Es posible atribuir las causas a este mundo: su fealdad intrínseca e irremediable, la mercantilización, la deshumanización, la condena a la soledad. También es verdad que el protagonista, a pesar de su aparente rebeldía, no se muestra particularmente valiente ni tenaz. No se engaña, además: los desastres amorosos que padece se originan en su propia debilidad. Las mujeres son muy otra cosa y Houellebecq dedica unas páginas memorables, de raíz clásica, a la diferencia del amor entre hombres y mujeres. ¿Fatalismo absoluto? A medias, porque también aquí se entrevé una salida. Claro que quizás sea eso lo peor.
De las pasiones francesas de toda la vida, el protagonista de Serotonina comparte, además del sexo, la literatura y la política. Esta última de forma un poco más discreta, por razones obvias. Dinero no le falta, gracias a sus padres. Y nunca cede en la comida. Incluso en los peores momentos encuentra tiempo para detallarnos, como un avezado crítico gastronómico, las cartas de los restaurantes que frecuenta.

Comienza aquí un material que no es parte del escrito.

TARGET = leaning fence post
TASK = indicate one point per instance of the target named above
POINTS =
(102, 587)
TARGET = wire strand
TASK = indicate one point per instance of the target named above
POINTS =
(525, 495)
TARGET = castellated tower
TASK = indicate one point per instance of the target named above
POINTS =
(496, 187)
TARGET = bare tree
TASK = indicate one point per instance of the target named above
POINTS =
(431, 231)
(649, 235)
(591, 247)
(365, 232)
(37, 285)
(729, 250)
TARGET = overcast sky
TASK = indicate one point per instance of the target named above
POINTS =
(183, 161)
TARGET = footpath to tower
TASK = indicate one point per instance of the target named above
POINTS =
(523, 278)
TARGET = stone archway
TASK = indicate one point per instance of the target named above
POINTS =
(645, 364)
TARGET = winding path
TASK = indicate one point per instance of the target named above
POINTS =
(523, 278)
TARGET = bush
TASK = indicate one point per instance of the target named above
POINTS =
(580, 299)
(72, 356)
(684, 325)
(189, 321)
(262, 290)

¿Ironía o apología de las buenas costumbres, no perdidas del todo? Tal vez Houellebecq apunte, no a la constatación del nihilismo como única consecuencia posible del mundo en el que vivimos, sino a la imposibilidad misma del nihilismo en los tiempos actuales. Nihilista fue Huysmans, como casi toda la gran generación de escritores e intelectuales de la crisis de finales del siglo XIX. Luego vinieron Céline, La náusea, El extranjero, Beckett. Ahora estamos en Houellebecq, que parece insinuar que la épica de la autodestrucción ya no es materia estética. La autoficción, como la llama el protagonista de Serotonina, tendría los días contados. Reaccionario y nihilista… A ver cómo la narrativa y la prosa de Houellebecq siguen en el filo de esta navaja.